Abstract:
"Customer churn also known as customer attrition is a phenomenon where customers or subscribers of a service, or product cease their relationship with the organization. Customer churn can occur for various reasons, including dissatisfaction with the product or service, better offers from competitors, or changes in personal circumstances. Measuring and understanding churn is crucial for businesses and organizations as it directly impacts revenue and profitability. High churn rates signal underlying issues with customer satisfaction, product or service quality, or market competition. The banking domain is among the many sectors that face customer churn. Annually, about 1.5 million bank customers churn, posing significant losses for the institutions. Acquiring new customers can be costly and establishing loyalty takes time. Hence early churn prediction has become an area focus for banks in taking measures to maximize the retention periods of their customers.
This research study presents a novel deep-learning ensemble model to predict customer churn early on in the banking domain. The proposed model consists of four stages. Initially, three key data preprocessing techniques are employed, followed by the implementation of a feature reduction system using XGBoost. In the third level, four distinct classifiers including CNN, SVM, LR, and DT are trained as base classifiers. Finally, a stacking ensemble method combines the predictions from these base classifiers, utilizing CatBoost as a meta-learner to exploit the strengths of each classifier.

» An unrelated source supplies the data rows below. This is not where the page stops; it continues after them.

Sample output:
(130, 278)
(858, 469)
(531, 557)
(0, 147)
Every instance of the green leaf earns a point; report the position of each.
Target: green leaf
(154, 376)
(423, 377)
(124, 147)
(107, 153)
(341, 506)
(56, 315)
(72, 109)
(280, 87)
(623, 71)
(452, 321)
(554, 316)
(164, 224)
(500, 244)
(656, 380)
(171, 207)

The proposed system obtained positive results for the proposed algorithm. The ensemble model outperformed the individual classifiers in terms of accuracy and performance. The proposed model obtained 89.25% of accuracy, 85.60% of precision, 54.45% of recall rate, an F1-score of 0.6656, an AUC value of 0.7610, and a Kappa value of 0.6053. Further, the prototype model was benchmarked against the existing ensemble models and achieved higher results in terms of accuracy surpassing all the similar models’ results."